My name is Meesha Wittkopf (she/her). I am a non-Indigenous young adult who works, plays and lives on the traditional territory of the Carcross/Tagish First Nation, otherwise known as Marsh Lake, Yukon Territory. I am a rural and remote communities advocate and seek to make change through grass-roots and community-based initiatives.

Why did you join the climate movement/what made you interested in climate change issues? 

I joined the climate movement because climate change impacts other wicked problems like food security, housing, culture, conservation, etc. Especially in the North, rural and remote communities are adversely impacted by climate change. For example, permafrost thaw can damage roads that communities rely on for transportation (particularly for access to health care, food, and other needs). If the single road that leads to their community is damaged, they become more isolated and are put under a state of emergency. I believe mitigating our reactionary methods of support by mitigating climate change, planning ahead, and supporting localized systems (like food paradigms) and community and First Nation sovereignty are key to resiliency in the North, particularly in response to the climate crisis.

What accomplishment are you proud of?

I am proud of initiating the Beaver Creek Food Sovereignty Project, where I worked with White River First Nation to acquire over $120,000 of funding to upgrade a greenhouse and build a community-friendly gardening space. There I worked with volunteers and built 15 garden boxes, grew food for the community, and mentored youth ages 10-16 in the community to learn to grow food, work with each other, and take care of the site. This work gained a lot of support from other communities, decision makers and funders, while advocating the need to support food sovereignty in rural and remote communities in the Yukon.

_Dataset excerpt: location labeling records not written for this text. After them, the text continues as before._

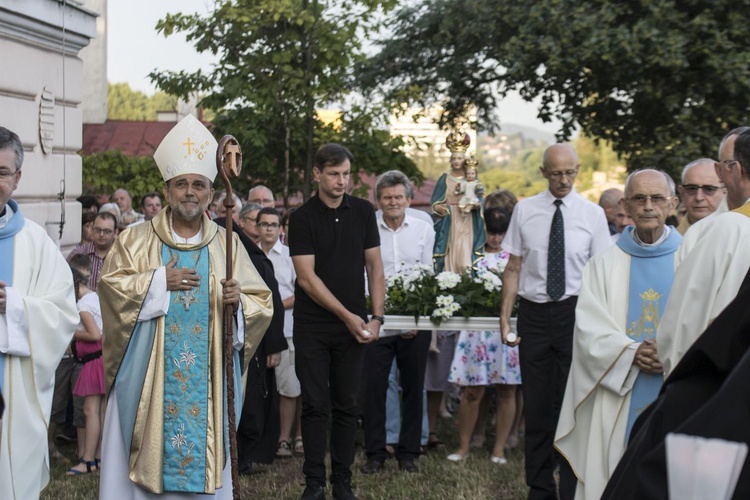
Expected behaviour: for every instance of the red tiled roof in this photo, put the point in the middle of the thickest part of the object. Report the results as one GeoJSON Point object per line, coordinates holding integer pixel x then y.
{"type": "Point", "coordinates": [133, 138]}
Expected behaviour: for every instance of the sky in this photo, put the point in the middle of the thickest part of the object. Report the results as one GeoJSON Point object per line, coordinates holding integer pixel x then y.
{"type": "Point", "coordinates": [134, 49]}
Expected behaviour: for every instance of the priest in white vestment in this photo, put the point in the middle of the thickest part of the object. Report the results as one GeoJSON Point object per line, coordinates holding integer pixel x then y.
{"type": "Point", "coordinates": [38, 316]}
{"type": "Point", "coordinates": [615, 373]}
{"type": "Point", "coordinates": [714, 262]}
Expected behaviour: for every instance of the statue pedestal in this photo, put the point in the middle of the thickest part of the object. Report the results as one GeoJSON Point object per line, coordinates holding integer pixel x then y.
{"type": "Point", "coordinates": [395, 322]}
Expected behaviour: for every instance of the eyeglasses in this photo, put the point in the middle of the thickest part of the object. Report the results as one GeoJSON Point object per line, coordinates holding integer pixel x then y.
{"type": "Point", "coordinates": [708, 190]}
{"type": "Point", "coordinates": [7, 174]}
{"type": "Point", "coordinates": [567, 173]}
{"type": "Point", "coordinates": [728, 163]}
{"type": "Point", "coordinates": [656, 199]}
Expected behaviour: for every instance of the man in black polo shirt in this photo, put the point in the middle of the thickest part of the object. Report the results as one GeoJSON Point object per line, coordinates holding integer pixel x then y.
{"type": "Point", "coordinates": [334, 238]}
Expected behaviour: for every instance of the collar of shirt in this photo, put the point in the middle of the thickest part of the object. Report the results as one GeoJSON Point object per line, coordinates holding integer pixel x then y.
{"type": "Point", "coordinates": [384, 225]}
{"type": "Point", "coordinates": [568, 200]}
{"type": "Point", "coordinates": [277, 247]}
{"type": "Point", "coordinates": [322, 207]}
{"type": "Point", "coordinates": [7, 215]}
{"type": "Point", "coordinates": [662, 238]}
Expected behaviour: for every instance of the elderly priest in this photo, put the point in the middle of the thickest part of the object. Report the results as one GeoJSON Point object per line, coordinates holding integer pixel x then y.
{"type": "Point", "coordinates": [37, 319]}
{"type": "Point", "coordinates": [615, 372]}
{"type": "Point", "coordinates": [162, 290]}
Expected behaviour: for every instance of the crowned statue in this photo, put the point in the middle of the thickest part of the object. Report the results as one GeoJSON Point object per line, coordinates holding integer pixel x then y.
{"type": "Point", "coordinates": [456, 201]}
{"type": "Point", "coordinates": [470, 188]}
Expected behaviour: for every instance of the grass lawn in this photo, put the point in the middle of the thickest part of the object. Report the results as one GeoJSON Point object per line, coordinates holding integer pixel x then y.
{"type": "Point", "coordinates": [475, 478]}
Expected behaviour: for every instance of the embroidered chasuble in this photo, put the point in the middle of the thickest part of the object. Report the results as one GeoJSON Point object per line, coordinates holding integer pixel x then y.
{"type": "Point", "coordinates": [647, 298]}
{"type": "Point", "coordinates": [186, 377]}
{"type": "Point", "coordinates": [35, 330]}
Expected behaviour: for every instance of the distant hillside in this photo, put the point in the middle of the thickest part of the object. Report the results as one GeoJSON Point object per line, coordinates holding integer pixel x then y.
{"type": "Point", "coordinates": [528, 132]}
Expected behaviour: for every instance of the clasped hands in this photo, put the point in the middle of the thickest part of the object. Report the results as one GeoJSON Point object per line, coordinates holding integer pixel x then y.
{"type": "Point", "coordinates": [184, 278]}
{"type": "Point", "coordinates": [646, 358]}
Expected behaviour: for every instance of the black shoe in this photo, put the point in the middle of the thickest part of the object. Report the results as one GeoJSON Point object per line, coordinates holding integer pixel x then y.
{"type": "Point", "coordinates": [343, 491]}
{"type": "Point", "coordinates": [408, 465]}
{"type": "Point", "coordinates": [314, 492]}
{"type": "Point", "coordinates": [372, 466]}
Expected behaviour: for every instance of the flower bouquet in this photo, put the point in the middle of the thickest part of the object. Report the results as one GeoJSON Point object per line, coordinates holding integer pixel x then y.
{"type": "Point", "coordinates": [417, 292]}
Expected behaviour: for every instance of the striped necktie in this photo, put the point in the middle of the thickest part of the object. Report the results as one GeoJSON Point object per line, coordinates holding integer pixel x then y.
{"type": "Point", "coordinates": [556, 256]}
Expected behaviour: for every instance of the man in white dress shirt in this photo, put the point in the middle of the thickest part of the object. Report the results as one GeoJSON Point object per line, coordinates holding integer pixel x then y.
{"type": "Point", "coordinates": [290, 405]}
{"type": "Point", "coordinates": [712, 271]}
{"type": "Point", "coordinates": [551, 238]}
{"type": "Point", "coordinates": [404, 242]}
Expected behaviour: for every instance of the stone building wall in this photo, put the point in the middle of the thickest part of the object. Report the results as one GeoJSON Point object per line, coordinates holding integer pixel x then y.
{"type": "Point", "coordinates": [41, 91]}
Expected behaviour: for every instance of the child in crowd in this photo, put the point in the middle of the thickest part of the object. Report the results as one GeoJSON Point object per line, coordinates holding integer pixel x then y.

What climate change initiatives are you currently involved in?

I am currently working on a few projects, but one exciting initiative is the Youth Coalition 4 Food Security. I am the founder and chair of the Youth Coalition 4 Food Security (YC4FS), a youth-led advisory committee that seeks to build a larger network of youth (35 and under) across Northern Canada to engage, support, and educate each other on northern food initiatives.

What do you think is the most effective way for people to take action for the climate? 

Seek out and/or start initiatives that are specific to your region or community - and that you are passionate about! It is easy to get overwhelmed with the multitude of "problems" that our communities face. Find one or two that you would like to learn about, and talk to others about it. See what is happening already, or build a group of partners and mentors that support you in solving the problem you have identified. Remember to keep it focused on your community, and go from there!

What is a fun fact about you? 

I have attended UNFCCC COP 27 and have auditioned for Disneyboth experiences provided clarity of where I belong in the world in regards to my work.

*I speak English and Spanish, and a little bit of French and Hungarian. I am learning to play the fiddle.